磨盘村人长寿。八十几岁的六舅更是精神矍铄,我相信如果不出意外,他肯定能成为一个百岁寿星。
六舅有故事。我只要去磨盘村,大部分时间都在南场听六舅说他的“古经”。一次,我刻意地提到外婆绣的那幅刺绣。六舅说,这和你十二舅有关。他沉默片刻,先说从前。他说,从前那,别看咱社员光景总是提上裤子寻不着腰,人总是蔫头巴脑,可只要北崖上那大喇叭一响,就像吸了大烟……有一阵子,你十二舅比吸了大烟还……如此,我才知道有很长一段时期,我傻十二舅冯承书的表现让我外婆五味杂陈,既高兴又心酸。因为十二舅每次奔着大喇叭的声音出去,再晃悠回来都要先兴致勃勃地喊娘,然后再手舞足蹈地重复几遍“江山多娇”这个成语。
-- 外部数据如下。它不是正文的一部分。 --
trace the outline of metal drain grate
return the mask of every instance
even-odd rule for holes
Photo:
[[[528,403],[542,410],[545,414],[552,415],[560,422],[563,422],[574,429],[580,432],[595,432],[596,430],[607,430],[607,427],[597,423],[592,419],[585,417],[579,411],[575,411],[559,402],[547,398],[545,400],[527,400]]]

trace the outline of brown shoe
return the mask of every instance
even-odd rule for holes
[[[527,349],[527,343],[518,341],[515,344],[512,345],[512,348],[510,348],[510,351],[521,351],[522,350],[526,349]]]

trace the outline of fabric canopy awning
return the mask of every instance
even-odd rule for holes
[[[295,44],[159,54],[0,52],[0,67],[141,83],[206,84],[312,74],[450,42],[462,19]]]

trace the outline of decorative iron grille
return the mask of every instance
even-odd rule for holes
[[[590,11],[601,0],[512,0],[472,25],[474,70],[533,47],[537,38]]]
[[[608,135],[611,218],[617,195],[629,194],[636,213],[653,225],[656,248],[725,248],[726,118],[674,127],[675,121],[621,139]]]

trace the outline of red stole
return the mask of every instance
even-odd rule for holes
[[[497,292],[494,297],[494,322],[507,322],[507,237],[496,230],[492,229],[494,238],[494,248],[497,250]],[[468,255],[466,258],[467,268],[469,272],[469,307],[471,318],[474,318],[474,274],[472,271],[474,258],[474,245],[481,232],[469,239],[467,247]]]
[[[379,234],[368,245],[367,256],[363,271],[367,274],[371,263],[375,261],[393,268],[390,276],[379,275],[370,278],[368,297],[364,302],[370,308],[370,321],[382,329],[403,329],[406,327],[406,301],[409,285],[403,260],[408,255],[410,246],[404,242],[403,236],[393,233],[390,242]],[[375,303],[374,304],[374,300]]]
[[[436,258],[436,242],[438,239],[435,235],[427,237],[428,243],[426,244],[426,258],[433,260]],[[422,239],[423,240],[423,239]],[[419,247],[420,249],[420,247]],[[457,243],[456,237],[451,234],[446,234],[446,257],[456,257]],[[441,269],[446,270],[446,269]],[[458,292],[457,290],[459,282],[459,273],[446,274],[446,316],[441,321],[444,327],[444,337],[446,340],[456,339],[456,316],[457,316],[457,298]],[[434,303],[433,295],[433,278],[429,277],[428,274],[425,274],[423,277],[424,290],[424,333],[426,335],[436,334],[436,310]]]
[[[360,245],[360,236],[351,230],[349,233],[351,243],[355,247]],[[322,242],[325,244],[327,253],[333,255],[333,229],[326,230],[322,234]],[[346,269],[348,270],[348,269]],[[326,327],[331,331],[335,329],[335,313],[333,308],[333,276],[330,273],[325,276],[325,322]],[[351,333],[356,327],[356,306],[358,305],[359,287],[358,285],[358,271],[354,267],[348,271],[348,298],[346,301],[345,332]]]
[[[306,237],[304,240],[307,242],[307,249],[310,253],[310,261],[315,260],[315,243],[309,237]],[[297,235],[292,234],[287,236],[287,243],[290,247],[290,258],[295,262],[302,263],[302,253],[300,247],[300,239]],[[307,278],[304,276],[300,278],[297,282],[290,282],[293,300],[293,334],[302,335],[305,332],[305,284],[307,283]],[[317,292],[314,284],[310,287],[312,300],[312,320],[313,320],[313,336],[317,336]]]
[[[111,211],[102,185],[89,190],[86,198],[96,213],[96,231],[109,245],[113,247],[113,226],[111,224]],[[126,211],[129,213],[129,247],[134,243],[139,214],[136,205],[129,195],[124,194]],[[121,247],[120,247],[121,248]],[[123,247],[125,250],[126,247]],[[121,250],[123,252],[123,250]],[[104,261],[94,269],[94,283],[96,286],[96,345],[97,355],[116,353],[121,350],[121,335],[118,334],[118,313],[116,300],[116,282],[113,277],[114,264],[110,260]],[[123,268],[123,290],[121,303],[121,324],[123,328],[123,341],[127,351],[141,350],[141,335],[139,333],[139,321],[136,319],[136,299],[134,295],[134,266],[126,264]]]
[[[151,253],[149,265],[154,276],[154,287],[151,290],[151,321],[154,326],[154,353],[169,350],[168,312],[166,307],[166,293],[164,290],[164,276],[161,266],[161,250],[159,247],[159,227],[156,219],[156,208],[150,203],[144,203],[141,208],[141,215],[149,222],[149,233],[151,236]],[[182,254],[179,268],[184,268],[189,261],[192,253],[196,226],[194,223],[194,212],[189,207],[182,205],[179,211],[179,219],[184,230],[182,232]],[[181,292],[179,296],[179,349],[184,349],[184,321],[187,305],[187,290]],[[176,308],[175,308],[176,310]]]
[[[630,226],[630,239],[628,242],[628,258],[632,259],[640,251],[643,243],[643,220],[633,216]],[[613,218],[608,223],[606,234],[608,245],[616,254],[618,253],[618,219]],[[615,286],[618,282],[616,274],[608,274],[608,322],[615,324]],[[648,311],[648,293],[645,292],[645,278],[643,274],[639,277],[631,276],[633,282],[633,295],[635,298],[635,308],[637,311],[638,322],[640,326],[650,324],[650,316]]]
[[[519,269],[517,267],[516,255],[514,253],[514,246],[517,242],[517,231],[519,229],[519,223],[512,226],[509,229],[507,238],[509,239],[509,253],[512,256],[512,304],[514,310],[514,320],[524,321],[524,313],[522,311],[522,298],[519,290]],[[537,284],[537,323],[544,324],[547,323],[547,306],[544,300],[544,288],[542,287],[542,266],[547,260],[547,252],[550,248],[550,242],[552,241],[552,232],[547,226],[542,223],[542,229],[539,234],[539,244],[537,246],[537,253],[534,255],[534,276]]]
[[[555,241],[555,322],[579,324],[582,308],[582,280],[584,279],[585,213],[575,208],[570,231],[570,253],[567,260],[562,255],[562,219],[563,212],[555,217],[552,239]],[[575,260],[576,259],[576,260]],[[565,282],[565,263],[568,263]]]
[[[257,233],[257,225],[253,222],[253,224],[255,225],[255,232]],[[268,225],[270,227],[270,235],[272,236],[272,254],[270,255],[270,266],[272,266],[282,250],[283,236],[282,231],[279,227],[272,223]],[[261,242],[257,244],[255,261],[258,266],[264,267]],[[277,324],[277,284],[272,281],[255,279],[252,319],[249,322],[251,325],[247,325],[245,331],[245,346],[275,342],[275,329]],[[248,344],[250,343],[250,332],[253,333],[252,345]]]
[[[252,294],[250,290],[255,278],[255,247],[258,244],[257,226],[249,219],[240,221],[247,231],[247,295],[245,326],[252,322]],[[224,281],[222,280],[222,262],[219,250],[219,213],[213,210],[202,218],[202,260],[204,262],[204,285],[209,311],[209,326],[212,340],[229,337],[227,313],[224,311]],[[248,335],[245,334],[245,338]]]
彼时,我们舅舅外甥的唠叨正在继续,后院的驴子突然嗷嗷喊叫六舅要草。六舅要去照看驴子,走了几步回头又说旗杆院你奶那会已经快60岁,是为你十二舅吧,才……六舅没说出来的是,外婆为我十二舅才完成了一幅漂亮的《江山多娇》的刺绣。外婆也只是个寻常的人民公社的社员,谈不上什么有崇高的理想和远大的抱负;她自嫁给我外公之后再没走出过中条山龙头,甚至,巴岔湾。没错,外婆一生的视野里基本上只有巴岔湾四季轮回的风光。

那是1974年春天的一个傍晚,为棉花薅苗的外婆忽然发现我十二舅站在高高的崖头上,抱着大喇叭面对硕大的夕阳激情荡漾一遍一遍地喊话。
十二舅喊的正是“江山多娇”。
转瞬间,外婆满腹柔肠,格外伤感。没多久,下晌的时候,她悄悄拐进丘陵上的另一条小路。后来,她攀上崖头才发现头发炸着披一身草屑的我十二舅。我十二舅咧着嘴,傻傻地笑。外婆就那么杵在那,看了会我十二舅,再看喇叭。正是这时候,喇叭唱起了秦腔。这伴奏太熟悉了,是秦腔当红小旦演员马友仙的红灯记唱段:
听奶奶讲革命英勇悲壮,
却原来我是风里生来雨里长,
奶奶呀,17年的教养恩深如海洋,
今日起……
秦腔旋律悠扬婉转。当马友仙悲愤、慷慨激昂起来,外婆早已泪流满面。她开始注视河对面璀璨霞光中的潼关,华山。龙头人都知道,她曾是华阴城大户人家的千金小姐。
直到2017年,我才去了一次华阴,走访了一些老人,结果与想象的几乎一样,外婆的娘家从辉煌走向衰败的过程简直就是大清王朝的缩小版。
几十年前的那个傍晚,外婆听着秦腔,抱着我十二舅,目光很快落在美丽的凤凰嘴。那是大雁迁徙途中歇脚的地方,就在巴岔湾的皱褶里。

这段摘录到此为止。